How overdraft protection works
Overdraft protection is the arch enemy of a bank’s “bad boy fees.” Understanding this statement is based on your understanding of two basic rules of contemporary banking:
- Banks will never encourage you to overdraw your checking account.
- Banks often don’t mind if you do, since they make income on “bad boy fees” (NSF charges) they apply when you do overdraw.
Overdraft protection, which can take more than one form, allows you to keep your checking account with a positive balance, even if you “miscalculate” a bit and write checks, make withdrawals, or Internet transfers that put your account in a “red” (overdrawn) condition.
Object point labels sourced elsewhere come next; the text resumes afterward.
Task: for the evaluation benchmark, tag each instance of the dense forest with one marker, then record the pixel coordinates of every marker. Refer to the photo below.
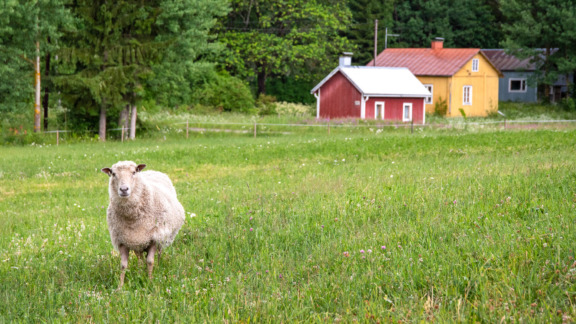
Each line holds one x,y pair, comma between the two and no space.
101,60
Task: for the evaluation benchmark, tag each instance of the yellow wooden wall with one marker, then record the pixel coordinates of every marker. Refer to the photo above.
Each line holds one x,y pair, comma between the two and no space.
484,89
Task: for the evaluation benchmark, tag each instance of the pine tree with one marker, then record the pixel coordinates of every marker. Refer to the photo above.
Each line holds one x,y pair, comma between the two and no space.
287,37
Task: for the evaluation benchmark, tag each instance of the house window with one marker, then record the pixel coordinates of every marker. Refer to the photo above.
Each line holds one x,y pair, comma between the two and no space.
517,85
475,63
430,88
407,111
379,110
467,95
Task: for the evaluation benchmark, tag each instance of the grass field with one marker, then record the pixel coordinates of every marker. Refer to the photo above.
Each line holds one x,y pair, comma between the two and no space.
373,227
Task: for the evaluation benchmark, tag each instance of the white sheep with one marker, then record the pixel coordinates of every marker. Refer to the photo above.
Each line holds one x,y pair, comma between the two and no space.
144,214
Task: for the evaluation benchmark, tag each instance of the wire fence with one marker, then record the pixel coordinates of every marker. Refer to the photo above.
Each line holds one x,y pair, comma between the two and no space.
261,128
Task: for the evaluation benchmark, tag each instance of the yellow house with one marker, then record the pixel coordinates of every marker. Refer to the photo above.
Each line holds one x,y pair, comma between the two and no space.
457,78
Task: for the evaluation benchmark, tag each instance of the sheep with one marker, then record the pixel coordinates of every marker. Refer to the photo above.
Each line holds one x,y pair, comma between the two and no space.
144,214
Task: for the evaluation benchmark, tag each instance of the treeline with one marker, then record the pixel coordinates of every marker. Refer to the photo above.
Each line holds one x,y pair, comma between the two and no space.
101,60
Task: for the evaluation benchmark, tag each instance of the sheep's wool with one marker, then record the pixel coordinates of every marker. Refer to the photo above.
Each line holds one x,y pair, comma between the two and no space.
152,212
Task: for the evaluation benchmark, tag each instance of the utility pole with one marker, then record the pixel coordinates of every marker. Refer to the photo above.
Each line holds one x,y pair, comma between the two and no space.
386,38
375,40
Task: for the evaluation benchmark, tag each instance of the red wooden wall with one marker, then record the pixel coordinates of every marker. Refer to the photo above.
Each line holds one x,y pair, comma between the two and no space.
338,97
393,108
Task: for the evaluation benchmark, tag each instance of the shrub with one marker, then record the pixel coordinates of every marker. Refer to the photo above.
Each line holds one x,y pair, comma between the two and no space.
440,107
226,93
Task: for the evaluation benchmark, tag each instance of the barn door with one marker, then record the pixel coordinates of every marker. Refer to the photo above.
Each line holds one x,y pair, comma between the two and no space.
379,110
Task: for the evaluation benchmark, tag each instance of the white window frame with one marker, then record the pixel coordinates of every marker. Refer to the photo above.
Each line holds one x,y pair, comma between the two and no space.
429,87
522,85
376,114
467,98
409,106
475,65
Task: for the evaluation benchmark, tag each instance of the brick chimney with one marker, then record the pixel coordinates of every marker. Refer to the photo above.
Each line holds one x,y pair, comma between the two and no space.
346,59
438,43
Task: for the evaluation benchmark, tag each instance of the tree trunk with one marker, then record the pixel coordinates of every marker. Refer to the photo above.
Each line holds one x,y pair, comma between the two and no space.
102,128
38,90
262,81
123,120
133,122
46,92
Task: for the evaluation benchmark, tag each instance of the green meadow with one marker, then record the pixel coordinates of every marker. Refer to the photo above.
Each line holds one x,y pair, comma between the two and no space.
445,226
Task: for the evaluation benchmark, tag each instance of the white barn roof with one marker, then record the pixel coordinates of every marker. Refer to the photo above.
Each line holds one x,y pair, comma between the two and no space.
381,81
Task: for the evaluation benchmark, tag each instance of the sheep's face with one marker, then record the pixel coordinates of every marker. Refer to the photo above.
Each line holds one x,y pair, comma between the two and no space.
123,177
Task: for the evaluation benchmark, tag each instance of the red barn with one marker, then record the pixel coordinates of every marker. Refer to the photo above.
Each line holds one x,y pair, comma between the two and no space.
364,92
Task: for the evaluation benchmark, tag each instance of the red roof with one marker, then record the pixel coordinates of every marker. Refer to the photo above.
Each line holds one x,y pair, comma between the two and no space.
427,61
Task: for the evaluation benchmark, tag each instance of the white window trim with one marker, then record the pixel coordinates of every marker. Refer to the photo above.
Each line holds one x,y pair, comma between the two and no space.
464,102
376,110
475,65
428,100
404,105
517,79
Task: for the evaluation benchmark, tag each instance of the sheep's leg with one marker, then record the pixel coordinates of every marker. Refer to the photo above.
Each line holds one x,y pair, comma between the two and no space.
139,256
150,258
124,253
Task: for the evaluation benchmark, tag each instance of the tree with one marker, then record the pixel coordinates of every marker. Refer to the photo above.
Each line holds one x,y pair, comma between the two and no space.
122,49
545,31
466,23
361,31
28,30
287,37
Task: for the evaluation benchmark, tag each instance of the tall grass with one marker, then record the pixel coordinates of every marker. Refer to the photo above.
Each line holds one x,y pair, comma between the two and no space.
448,226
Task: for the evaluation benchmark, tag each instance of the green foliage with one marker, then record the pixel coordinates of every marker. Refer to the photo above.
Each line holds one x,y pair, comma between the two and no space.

The most popular methods of creating overdraft protection:
- Establishing an unsecured loan agreement with your bank that provides for the generation of a loan whenever you overdraft your account for the amount of the shortfall.
- Establishing an agreement that states whenever your checking account balance travels to the “red zone,” your bank will access another account you have to auto transfer the monies needed to bring you to at least a zero balance, eliminating the overdraft.
Without overdraft protection, your account will typically be charged around $20 to $35 for every item that creates an overdrawn condition. This means that if you wrote four checks that created and/or expanded an overdraft, you might be charged between $80 and $140.
While you will also normally pay a fee for overdraft protection (either a few days interest on a personal loan or a small fee to transfer from another account), the bad boy fees charged are much higher and produce more income. Having overdraft protection is definitely the preferred way to handle this potential problem.